At first glance, the Food and Brand Lab is an exemplar of a wildly successful, publicly facing research institution dedicated to improving the real world through applied behavioral-science findings. Or it felt that way, at least, before Wansink published a strange blog post last month, which led to the subsequent discovery of 150 errors in just four of his lab’s papers, strong signs of major problems in the lab’s other research, and a spate of questions about the quality of the work that goes on there. Wansink, meanwhile, has refused to share data that could help clear the whole thing up.

Perhaps some of the people mentioned in the article might be interested in PACE?

Jordan ... Anaya is a computational biologist and independent researcher who created PrePubMed, a search engine for preprints, or draft versions of research that hasn’t yet been peer-reviewed. Anaya has also created tools to help detect statistical anomalies in published research, and a friend of his asked him to apply one of those tools to the Wansink papers.

When he found some problems, he notified Nick Brown, a Ph.D. student at University Medical Center Groningen and “Self-appointed data police cadet,” as per his Twitter bio, whose data-sleuthing techniques power Anaya’s software. They teamed up with Tim van der Zee, a researcher at Leiden University in the Netherlands

Andrew Gelman, a Columbia University statistician known as one of the smartest and most widely read skeptics of sexy but shoddy research findings — not to mention one of the most acerbic.
 

Mohawk1995

Senior Member
Messages
287
I am suspect initially of any research and question that of people I even trust. That should be common practice. Secondly there has to be a way of connecting the dots with the research to what is being seen. For medical research, in my opinion, that means that there has to be clinical research to back up the laboratory findings and the findings must correlate with what is seen clinically. Lastly the recommendations of the research also have to work (I know that sounds like a given) and be practical and reproduceable.

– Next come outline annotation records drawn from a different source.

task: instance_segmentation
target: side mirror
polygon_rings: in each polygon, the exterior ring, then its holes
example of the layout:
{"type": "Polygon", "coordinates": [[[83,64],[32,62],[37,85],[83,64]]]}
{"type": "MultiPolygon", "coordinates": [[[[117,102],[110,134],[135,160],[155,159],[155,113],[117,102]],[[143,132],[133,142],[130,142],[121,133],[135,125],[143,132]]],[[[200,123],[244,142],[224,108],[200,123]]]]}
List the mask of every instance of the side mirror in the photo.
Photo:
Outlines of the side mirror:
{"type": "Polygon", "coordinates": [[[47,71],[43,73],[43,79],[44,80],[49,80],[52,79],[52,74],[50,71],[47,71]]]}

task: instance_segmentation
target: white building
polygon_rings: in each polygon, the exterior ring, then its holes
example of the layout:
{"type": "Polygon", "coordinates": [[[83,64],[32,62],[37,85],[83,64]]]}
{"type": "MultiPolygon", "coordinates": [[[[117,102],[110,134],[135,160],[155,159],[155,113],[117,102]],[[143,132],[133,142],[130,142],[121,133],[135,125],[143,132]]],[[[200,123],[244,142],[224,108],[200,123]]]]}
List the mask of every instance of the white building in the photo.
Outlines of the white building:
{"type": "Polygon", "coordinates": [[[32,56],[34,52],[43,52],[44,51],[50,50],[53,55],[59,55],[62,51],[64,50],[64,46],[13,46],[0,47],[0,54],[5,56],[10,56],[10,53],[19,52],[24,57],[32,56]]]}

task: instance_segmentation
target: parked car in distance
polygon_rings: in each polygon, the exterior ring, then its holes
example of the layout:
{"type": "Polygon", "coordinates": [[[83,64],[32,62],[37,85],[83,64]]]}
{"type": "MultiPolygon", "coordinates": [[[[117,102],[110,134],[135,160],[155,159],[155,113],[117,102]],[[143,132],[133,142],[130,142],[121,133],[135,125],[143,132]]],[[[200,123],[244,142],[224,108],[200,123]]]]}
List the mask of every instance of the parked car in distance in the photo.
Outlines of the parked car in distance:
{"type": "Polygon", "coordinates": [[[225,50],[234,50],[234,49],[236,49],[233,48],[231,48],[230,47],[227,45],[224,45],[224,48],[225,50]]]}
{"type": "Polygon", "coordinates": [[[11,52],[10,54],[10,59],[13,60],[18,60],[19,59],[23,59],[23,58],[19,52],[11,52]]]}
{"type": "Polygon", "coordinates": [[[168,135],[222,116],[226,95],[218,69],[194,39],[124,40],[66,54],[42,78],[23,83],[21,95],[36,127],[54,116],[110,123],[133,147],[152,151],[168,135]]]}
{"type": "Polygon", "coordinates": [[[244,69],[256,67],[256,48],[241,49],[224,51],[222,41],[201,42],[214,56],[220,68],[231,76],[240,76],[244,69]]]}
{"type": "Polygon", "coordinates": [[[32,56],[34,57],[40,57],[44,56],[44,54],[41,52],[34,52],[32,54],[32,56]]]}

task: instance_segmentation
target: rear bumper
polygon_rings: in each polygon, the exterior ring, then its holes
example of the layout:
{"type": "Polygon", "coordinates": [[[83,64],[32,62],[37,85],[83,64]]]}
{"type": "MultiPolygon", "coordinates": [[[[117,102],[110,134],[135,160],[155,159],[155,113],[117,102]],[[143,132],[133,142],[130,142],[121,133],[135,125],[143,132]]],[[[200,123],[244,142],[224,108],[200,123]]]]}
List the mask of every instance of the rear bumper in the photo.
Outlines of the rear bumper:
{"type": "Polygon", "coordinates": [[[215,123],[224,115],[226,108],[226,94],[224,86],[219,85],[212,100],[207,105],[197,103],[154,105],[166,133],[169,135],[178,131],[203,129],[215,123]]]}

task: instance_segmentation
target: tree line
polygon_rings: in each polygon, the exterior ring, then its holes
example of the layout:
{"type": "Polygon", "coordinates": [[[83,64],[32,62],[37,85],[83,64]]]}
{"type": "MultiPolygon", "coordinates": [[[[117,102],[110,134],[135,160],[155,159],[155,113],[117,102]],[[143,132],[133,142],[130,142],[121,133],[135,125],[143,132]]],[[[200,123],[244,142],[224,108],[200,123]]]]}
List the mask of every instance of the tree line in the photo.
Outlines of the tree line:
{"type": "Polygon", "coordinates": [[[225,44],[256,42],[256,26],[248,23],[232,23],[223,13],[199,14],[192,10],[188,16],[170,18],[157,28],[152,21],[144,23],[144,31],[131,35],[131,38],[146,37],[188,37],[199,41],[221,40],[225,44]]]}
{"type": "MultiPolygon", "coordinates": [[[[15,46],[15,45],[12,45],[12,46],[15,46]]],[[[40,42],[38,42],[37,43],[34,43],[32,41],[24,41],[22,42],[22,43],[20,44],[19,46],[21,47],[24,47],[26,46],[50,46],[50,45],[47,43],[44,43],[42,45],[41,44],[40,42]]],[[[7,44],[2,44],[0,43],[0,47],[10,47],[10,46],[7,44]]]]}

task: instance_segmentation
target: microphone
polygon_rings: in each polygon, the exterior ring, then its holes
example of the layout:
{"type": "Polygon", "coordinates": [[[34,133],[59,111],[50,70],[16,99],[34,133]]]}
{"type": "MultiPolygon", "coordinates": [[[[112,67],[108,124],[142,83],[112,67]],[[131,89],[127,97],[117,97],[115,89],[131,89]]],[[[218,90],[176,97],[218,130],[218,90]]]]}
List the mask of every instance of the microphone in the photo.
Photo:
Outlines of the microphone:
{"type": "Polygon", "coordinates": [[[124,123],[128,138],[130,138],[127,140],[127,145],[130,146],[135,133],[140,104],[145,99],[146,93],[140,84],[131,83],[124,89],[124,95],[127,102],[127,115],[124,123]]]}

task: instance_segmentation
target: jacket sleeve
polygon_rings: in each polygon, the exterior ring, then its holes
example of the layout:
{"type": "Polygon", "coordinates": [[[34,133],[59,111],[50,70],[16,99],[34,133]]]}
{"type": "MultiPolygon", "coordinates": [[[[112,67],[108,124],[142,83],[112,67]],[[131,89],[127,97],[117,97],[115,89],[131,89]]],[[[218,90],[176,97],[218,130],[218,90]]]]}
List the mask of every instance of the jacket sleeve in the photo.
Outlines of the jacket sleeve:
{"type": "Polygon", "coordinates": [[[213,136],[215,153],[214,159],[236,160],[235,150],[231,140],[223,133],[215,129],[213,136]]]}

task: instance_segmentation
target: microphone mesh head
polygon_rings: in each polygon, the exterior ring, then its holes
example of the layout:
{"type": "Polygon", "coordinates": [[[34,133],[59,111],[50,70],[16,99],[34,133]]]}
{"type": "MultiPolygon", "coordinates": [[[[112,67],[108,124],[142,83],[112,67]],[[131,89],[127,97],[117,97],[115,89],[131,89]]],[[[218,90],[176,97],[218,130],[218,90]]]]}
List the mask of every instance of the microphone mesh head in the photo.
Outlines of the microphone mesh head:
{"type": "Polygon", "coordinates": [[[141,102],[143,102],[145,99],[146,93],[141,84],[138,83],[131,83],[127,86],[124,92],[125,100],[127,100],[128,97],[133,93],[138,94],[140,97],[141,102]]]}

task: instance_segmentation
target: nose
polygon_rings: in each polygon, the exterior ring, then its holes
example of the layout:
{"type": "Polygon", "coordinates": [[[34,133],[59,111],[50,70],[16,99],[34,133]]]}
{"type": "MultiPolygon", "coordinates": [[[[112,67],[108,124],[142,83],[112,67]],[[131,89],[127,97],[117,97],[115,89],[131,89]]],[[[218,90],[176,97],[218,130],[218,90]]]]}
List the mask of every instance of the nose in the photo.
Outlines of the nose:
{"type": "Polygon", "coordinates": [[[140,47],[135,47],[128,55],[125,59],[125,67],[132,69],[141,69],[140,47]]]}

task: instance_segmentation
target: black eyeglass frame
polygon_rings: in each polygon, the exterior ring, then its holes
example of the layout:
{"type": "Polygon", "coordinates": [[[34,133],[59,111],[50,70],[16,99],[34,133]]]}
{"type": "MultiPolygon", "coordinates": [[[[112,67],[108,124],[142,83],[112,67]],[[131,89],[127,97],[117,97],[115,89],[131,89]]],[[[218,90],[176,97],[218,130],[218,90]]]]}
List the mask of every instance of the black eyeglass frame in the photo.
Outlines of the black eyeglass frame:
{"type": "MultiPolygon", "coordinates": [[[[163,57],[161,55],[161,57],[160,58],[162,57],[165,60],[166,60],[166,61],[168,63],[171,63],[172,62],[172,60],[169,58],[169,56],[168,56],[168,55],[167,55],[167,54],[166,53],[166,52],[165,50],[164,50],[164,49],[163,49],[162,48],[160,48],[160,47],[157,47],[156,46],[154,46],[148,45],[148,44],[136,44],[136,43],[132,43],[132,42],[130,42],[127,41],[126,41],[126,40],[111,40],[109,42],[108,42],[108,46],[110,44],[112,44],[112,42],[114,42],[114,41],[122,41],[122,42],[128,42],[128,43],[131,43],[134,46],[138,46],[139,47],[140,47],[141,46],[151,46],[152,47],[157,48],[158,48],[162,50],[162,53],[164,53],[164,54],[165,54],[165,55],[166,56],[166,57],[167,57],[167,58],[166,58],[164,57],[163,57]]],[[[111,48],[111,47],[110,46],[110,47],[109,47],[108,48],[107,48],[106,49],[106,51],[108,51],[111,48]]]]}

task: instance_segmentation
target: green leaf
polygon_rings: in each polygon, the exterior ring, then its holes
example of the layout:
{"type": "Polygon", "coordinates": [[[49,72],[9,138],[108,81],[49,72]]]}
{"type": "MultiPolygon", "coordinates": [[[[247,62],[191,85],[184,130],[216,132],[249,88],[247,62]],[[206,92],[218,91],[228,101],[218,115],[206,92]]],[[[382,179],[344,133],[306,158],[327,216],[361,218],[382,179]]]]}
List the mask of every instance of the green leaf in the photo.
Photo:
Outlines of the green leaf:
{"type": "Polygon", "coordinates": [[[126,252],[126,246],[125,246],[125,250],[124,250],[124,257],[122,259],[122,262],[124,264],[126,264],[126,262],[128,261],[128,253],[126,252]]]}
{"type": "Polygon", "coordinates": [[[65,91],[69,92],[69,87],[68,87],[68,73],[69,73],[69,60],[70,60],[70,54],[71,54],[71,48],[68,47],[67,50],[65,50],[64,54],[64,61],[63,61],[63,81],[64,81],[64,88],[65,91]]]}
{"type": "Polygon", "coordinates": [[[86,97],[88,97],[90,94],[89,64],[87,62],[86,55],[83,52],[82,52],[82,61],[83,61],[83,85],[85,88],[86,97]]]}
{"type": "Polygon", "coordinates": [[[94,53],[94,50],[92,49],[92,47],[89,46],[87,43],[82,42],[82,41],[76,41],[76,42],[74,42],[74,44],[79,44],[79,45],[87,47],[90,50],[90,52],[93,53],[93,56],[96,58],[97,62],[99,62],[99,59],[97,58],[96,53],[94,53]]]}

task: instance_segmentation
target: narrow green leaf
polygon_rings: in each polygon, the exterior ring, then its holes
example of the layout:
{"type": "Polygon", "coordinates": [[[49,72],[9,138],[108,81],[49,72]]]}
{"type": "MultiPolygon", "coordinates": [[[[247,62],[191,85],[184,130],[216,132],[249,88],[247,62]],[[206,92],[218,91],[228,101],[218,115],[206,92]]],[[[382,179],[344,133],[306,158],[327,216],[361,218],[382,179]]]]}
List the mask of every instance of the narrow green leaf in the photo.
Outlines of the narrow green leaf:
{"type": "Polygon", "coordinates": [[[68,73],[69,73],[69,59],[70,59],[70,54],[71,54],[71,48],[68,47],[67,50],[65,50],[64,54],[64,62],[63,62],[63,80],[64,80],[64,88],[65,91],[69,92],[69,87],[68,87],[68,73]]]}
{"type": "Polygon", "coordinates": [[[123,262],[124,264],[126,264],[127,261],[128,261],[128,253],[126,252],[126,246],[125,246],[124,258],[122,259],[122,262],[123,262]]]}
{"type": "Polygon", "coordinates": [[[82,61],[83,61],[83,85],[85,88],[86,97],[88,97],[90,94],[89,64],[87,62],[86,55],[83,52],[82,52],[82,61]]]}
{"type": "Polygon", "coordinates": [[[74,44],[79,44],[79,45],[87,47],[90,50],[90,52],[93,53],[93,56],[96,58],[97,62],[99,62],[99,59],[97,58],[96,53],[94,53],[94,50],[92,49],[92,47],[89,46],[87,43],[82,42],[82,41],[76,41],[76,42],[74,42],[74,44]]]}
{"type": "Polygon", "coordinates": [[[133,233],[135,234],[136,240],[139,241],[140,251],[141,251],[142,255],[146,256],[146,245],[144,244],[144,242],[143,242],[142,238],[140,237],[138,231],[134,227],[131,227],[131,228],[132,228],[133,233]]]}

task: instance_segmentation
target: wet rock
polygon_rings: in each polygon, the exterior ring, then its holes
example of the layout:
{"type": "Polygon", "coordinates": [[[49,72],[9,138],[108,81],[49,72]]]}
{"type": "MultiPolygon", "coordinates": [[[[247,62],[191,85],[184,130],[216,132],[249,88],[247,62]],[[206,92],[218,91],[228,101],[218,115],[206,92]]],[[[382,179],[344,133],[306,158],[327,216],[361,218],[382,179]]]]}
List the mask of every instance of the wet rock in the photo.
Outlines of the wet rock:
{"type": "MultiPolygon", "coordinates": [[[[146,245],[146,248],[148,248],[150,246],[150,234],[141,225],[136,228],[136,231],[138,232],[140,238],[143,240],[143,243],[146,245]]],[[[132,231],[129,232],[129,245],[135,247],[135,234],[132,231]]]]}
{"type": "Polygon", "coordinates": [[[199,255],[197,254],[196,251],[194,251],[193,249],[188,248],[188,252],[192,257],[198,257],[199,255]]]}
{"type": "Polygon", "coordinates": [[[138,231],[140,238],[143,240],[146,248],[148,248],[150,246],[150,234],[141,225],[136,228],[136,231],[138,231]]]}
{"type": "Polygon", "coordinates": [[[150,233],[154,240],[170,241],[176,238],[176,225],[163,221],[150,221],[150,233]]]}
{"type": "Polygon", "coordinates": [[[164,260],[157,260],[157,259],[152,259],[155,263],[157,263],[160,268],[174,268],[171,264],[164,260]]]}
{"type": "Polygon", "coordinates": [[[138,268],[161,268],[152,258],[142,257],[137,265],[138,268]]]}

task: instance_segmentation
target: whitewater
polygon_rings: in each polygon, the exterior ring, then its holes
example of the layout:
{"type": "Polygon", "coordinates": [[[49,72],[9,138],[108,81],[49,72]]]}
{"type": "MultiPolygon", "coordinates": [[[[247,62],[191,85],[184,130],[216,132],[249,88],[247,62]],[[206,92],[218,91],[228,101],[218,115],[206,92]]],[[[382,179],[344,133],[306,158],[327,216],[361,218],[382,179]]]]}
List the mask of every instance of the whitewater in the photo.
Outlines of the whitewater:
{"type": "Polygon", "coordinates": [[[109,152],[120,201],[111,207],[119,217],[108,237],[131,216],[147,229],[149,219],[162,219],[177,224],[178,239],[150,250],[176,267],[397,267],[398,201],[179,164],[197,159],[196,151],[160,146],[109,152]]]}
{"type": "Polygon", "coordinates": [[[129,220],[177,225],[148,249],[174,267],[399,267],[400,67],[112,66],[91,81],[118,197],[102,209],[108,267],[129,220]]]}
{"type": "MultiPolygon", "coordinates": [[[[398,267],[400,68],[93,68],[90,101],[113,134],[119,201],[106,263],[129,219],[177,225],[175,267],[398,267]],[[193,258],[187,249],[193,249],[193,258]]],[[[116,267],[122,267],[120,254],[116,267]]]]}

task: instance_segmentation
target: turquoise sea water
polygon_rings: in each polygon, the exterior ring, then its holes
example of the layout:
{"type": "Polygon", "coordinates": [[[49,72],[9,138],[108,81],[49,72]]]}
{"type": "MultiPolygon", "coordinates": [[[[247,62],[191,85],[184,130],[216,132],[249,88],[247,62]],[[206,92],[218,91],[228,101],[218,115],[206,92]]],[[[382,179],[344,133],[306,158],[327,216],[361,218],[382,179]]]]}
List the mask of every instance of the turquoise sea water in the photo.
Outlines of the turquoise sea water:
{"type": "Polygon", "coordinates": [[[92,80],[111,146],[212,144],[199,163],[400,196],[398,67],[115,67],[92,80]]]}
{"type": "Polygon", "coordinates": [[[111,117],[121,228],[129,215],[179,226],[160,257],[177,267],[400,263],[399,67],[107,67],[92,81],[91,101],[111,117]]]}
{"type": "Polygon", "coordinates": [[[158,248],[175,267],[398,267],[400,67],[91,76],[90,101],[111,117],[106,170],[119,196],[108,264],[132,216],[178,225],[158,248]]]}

Research data can be twisted and there is a lot of it out there that is not necessarily "shoddy" research but is not practical in any way. Meaning, "great research" but not useful. It should either be directly useful or lead to discoveries that are useful. Again I know that sounds simple minded, but you would be surprised at what "comes down the pike".

It is a rare find indeed to locate a "teaching institution" (should be "learning institution") where there are not massive egos and politics at work. All of these filter into the research process and frequently lead to suspect results and arguments a plenty. I think Dr Lerner had it right by having his own practice affiliated with a teaching hospital. He was not trying to be all that. Just trying to help people in need. The academic environment that seems to be close to this is Stanford, but I am sure even there "people" stuff rears it ugly head.